Indian J Lepr. 1997 Apr-Jun;69(2):121-9.
A multicentre double-blind controlled clinical trial was carried out to compare the efficacy of a combination of rifampicin 600 mg plus ofloxacin 400 mg plus minocycline 100 mg (ROM) administered as single dose with that of the standard six-month WHO/MDT/PB regimen. The subjects included 1483 cases with one skin lesion who were previously untreated, were smear-negative, and had no evidence of peripheral nerve trunk involvement, and they were randomly divided into study and control groups. The total duration of the study from the day of intake was 18 months, and 1381 patients completed study. Only 12 patients were categorized as treatment failure and no difference was observed between the two regimens. Occurrence of mild side-effects and leprosy reactions were minimal (less than 1%) in both groups. This study showed that ROM is almost as effective as the standard WHO/MDT/PB in the treatment of single lesion PB leprosy.
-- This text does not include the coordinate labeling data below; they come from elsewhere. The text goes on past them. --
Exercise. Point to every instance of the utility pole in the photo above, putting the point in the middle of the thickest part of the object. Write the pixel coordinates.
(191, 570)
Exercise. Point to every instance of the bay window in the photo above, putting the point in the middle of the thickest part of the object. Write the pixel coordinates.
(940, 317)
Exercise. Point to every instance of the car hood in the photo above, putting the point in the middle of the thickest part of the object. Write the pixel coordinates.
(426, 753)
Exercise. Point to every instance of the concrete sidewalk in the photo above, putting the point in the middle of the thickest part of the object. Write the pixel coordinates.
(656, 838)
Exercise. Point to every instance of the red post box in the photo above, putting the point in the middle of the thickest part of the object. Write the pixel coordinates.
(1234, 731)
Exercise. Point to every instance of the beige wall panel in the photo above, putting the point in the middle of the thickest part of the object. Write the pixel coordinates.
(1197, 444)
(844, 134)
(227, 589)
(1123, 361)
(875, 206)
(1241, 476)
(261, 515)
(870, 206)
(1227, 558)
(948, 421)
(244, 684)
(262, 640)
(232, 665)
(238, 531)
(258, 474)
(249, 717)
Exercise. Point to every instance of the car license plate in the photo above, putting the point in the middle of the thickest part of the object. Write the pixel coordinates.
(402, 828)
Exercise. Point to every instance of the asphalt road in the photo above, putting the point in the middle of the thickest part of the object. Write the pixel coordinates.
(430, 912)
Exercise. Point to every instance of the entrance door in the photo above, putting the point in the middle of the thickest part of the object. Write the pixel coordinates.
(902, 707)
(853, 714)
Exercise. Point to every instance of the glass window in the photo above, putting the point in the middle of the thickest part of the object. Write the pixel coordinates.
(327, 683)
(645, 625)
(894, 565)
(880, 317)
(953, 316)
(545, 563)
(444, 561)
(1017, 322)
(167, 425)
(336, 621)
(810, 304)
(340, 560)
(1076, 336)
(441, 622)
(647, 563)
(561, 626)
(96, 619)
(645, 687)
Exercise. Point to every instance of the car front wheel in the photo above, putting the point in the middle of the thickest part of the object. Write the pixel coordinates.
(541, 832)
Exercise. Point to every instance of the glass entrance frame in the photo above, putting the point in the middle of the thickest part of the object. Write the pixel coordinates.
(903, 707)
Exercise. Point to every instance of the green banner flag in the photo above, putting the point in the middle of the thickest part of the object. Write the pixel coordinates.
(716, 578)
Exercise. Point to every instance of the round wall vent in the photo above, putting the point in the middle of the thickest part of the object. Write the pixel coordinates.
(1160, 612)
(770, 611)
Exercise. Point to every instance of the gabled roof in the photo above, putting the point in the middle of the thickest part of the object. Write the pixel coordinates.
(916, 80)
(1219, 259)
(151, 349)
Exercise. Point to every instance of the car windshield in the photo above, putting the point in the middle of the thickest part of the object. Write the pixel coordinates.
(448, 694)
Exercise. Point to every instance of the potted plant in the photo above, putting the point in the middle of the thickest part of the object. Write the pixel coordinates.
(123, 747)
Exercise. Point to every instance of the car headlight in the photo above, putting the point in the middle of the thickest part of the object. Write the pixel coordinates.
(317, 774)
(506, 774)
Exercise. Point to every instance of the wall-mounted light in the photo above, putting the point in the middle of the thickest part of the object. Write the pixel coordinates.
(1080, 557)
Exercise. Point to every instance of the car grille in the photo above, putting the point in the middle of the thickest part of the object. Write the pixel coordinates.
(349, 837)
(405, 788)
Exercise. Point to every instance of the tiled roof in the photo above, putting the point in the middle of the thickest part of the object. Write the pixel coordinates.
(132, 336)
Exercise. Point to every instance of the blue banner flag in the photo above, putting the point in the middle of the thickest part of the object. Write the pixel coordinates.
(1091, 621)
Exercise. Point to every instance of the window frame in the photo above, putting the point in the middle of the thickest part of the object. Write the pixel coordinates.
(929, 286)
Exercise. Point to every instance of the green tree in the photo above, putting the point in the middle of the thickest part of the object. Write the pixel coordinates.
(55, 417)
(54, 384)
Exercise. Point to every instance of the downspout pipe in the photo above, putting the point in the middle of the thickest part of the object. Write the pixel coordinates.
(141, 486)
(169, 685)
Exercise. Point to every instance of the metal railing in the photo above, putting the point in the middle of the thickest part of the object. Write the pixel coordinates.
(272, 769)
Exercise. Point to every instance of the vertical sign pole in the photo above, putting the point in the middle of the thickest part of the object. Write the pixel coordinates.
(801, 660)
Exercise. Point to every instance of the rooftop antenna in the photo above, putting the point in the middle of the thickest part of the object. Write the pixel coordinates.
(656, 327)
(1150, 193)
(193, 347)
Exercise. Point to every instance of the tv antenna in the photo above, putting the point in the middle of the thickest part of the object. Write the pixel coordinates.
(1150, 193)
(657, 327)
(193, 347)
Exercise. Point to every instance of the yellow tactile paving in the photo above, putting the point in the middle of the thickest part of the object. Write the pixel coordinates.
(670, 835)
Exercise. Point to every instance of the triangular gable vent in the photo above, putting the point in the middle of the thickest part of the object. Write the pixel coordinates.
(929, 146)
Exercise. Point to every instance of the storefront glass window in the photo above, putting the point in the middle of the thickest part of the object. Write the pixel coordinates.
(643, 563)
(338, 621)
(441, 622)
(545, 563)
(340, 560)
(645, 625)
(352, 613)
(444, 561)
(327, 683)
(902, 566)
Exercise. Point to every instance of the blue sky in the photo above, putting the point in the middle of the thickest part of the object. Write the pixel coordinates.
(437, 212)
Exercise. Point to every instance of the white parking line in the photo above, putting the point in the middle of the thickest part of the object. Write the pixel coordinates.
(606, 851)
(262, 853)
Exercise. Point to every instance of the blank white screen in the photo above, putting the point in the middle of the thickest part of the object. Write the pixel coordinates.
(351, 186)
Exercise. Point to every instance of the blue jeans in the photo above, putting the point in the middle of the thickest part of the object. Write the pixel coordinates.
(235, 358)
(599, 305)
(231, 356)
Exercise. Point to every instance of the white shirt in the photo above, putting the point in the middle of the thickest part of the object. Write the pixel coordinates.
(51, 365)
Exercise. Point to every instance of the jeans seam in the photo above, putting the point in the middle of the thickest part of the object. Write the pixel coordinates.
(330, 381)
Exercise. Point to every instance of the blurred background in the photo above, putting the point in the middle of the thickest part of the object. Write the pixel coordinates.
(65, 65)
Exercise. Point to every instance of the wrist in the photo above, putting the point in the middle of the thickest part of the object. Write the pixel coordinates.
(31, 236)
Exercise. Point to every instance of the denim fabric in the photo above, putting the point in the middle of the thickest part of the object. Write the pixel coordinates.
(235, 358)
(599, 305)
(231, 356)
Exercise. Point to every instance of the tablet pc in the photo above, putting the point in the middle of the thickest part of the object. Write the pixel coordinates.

开展了一项多中心双盲对照临床试验,以比较利福平600毫克加氧氟沙星400毫克加米诺环素100毫克(ROM)单剂量联合用药与世界卫生组织/多药联合化疗/少菌型标准六个月疗程的疗效。研究对象包括1483例此前未接受过治疗、涂片阴性且无周围神经干受累证据的单发皮肤损害患者,他们被随机分为研究组和对照组。从摄入药物当天起,研究总时长为18个月,1381名患者完成了研究。仅有12例患者被归类为治疗失败,两种治疗方案之间未观察到差异。两组中轻度副作用和麻风反应的发生率均极低(低于1%)。本研究表明,ROM在治疗单发少菌型麻风方面几乎与世界卫生组织/多药联合化疗/少菌型标准疗法同样有效。